Duffy arrived 2 weeks ago with long hoof wall, overgrown frogs and a landing that was nowhere near as good as it should have been in a long term barefoot horse. However, he had been in quarantine for several weeks as he was coming back into the UK and it was clear his feet were itching to adapt and change.
Seeing a foot like this, many people's first reaction would be to reach for the hoof knife and nippers and a few years ago I would have done the same. But really there is no need, because Duffy already knew exactly what he needed to - he just needed the movement to be allowed to do it.
Here is the same foot 2 weeks later with no trimming but plenty of mileage on different surfaces. His landing is now clearly heel first, his frog looks fantastic and his heels and bars can do their job properly.
A comparison of the hoof from the front is interesting because the wall was so long at the toe that it had cracked and you can clearly see the leverage which was creating it.

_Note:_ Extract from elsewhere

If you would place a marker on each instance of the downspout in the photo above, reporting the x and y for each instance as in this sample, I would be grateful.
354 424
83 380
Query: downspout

We often focus on cracks because they are such a visible problem but in fact in my experience they are rarely a primary issue and as the hoof becomes healthier they often sort themselves out.
Two weeks later as you can see the toe has shortened and the crack is now superficial and should grow out quite easily. The hoof wall at the toe is untidy where the weak, unsupported wall has chipped away but that too is cosmetic and his feet should look rather smart in another fortnight.